With each passing year, extreme weather events and chronic climate-related changes occur more frequently and intensify globally. These changes put enormous pressure on communities worldwide to invest in adapting to climate change. Since 2012, Climate Policy Initiative (CPI) has sought to comprehensively track domestic and international investment in activities that address and respond to climate change through the Global Landscape of Climate Finance (the Landscape). High quality adaptation finance tracking can identify gaps and barriers in financing adaptation and resilience solutions globally, drive leaders and stakeholders to invest in or otherwise support increased finance flows, hold public and private actors accountable, and support government agencies in developing policy guidance.
Despite the critical importance of adaptation finance tracking, significant data and reporting challenges limit our ability to capture the full picture of global adaptation finance flows in the Landscape. Adaptation investment is difficult to track due to a variety of challenges, including the context dependency of adaptation projects, uncertain causality associated with potential adaptation investments, a lack of impact metrics, and confidentiality and reporting requirements.

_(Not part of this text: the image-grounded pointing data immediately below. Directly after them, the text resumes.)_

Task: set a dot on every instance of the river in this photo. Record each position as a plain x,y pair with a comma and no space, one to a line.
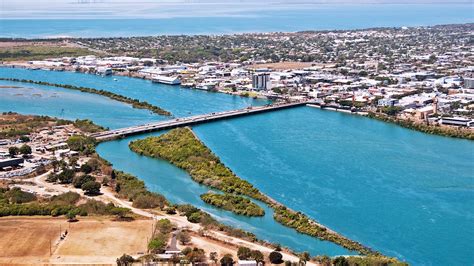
401,192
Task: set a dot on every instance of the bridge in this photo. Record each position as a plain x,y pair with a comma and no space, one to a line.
192,120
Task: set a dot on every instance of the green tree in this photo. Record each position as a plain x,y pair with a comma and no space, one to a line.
78,181
24,139
213,257
71,215
183,237
120,212
227,260
125,260
164,226
243,253
80,143
66,176
257,255
304,257
158,243
13,151
275,257
340,261
91,187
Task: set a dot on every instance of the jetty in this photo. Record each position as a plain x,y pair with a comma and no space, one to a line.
193,120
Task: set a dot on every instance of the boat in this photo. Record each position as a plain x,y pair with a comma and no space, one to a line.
166,80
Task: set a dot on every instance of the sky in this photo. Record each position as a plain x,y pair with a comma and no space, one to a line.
11,9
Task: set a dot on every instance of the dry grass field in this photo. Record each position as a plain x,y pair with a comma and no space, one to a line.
91,240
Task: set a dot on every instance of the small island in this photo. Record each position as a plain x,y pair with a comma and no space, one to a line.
234,203
114,96
182,148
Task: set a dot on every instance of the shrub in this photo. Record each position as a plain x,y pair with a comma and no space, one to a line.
149,201
91,187
275,257
78,181
227,260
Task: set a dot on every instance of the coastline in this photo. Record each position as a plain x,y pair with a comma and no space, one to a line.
287,217
438,130
122,74
117,97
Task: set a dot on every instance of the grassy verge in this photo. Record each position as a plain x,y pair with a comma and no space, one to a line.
234,203
32,52
13,125
183,149
134,102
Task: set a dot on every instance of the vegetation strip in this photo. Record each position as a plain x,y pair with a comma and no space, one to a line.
181,148
134,102
16,125
234,203
428,129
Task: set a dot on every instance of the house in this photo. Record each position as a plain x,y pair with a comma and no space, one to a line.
248,263
10,162
387,102
457,121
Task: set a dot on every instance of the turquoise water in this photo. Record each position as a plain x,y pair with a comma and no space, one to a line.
405,193
401,192
232,19
67,104
180,101
178,187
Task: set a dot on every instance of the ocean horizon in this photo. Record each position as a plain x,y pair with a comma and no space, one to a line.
227,21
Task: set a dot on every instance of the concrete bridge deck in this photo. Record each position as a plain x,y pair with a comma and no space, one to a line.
192,120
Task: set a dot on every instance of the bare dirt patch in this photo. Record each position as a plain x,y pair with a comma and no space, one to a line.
91,240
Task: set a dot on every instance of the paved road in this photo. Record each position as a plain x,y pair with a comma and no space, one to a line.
197,119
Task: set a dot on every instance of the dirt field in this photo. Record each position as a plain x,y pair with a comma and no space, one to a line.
91,240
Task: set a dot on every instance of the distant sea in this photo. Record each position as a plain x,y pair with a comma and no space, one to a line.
313,17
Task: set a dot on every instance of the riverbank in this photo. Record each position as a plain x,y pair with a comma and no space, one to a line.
25,65
234,203
439,130
183,149
433,129
134,102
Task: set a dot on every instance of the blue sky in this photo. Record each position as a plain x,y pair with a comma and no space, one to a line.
166,8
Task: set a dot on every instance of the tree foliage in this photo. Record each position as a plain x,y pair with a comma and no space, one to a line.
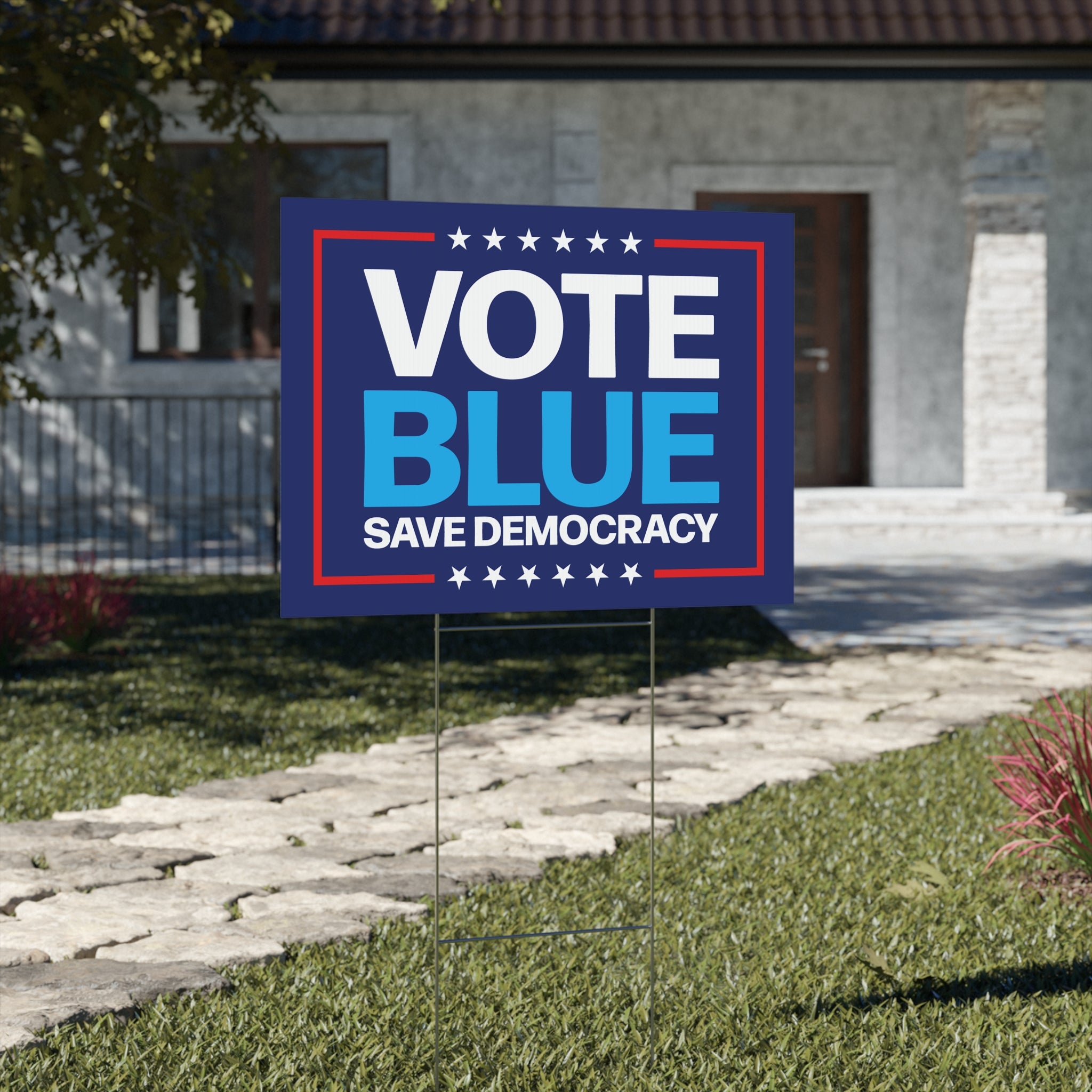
85,178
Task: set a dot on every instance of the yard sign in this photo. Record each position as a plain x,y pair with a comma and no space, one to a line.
507,407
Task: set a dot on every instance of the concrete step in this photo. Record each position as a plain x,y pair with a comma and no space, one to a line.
877,506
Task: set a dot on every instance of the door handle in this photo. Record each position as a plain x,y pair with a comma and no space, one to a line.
821,355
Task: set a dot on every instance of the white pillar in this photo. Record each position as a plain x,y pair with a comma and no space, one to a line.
1005,324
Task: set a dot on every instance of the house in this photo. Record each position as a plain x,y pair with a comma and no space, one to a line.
937,155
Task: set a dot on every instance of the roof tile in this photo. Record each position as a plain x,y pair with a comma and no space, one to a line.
710,23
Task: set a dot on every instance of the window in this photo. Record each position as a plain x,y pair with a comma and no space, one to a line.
238,323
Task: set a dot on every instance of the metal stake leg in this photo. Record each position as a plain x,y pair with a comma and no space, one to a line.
652,838
436,906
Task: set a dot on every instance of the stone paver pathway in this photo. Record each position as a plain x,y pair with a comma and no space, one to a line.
315,854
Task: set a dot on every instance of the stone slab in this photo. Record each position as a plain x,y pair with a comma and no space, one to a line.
263,870
211,947
612,824
530,845
13,892
667,809
97,876
277,785
226,834
462,870
74,925
15,957
114,854
363,905
407,886
15,862
355,840
292,929
167,810
17,1039
39,996
35,833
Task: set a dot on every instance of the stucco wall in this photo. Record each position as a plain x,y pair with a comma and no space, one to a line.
656,142
1070,287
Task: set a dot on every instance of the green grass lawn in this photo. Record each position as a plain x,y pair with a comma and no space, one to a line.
210,683
764,906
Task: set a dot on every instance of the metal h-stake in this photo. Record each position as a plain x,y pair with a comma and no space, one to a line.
436,850
437,629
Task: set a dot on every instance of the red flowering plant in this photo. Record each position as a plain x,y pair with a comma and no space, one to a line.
1050,780
27,617
89,608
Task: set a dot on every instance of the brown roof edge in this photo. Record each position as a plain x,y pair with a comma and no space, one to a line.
445,60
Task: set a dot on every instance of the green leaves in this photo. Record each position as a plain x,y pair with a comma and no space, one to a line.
82,174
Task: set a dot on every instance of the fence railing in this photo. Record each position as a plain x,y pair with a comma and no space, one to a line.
141,484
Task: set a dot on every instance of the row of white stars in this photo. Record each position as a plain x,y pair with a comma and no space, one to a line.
529,242
459,576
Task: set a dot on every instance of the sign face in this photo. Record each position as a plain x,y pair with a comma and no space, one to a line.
508,407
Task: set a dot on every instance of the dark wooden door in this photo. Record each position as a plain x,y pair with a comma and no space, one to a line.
830,328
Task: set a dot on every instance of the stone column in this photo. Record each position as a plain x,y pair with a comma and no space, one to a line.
1006,181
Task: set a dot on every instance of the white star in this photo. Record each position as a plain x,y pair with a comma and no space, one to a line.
563,240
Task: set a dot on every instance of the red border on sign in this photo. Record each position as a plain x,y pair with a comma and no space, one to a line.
428,578
759,568
319,578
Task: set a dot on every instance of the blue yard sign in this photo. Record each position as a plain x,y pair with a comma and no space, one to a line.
503,407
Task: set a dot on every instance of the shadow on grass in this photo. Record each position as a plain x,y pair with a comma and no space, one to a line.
223,635
1031,980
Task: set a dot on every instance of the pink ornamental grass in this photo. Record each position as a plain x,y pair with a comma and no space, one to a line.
89,608
1050,780
27,617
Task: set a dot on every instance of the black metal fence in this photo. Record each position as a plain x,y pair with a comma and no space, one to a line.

From an international policy perspective, the need for tracking adaptation finance flows originates from a commitment made by developed countries in 2009 to jointly mobilize USD 100 billion per year in climate finance by 2020 for action in developing countries (UNFCCC, 2009). To support this aim to jointly mobilize climate finance in the hundreds of millions, CPI submitted research, A Snapshot of Global Adaptation Investment and Tracking Methods, to the Global Commission on Adaptation to inform its September 2019 flagship report: Adapt Now: A Global Call for Leadership on Resilience. The submitted research contains a new level of detail on adaptation finance tracked in the Landscape, including breakdowns of adaptation flows by sector and type of finance, a mapping of flows by region in key sectors, and country-level case studies to assess how vulnerability correlates with adaptation finance flows.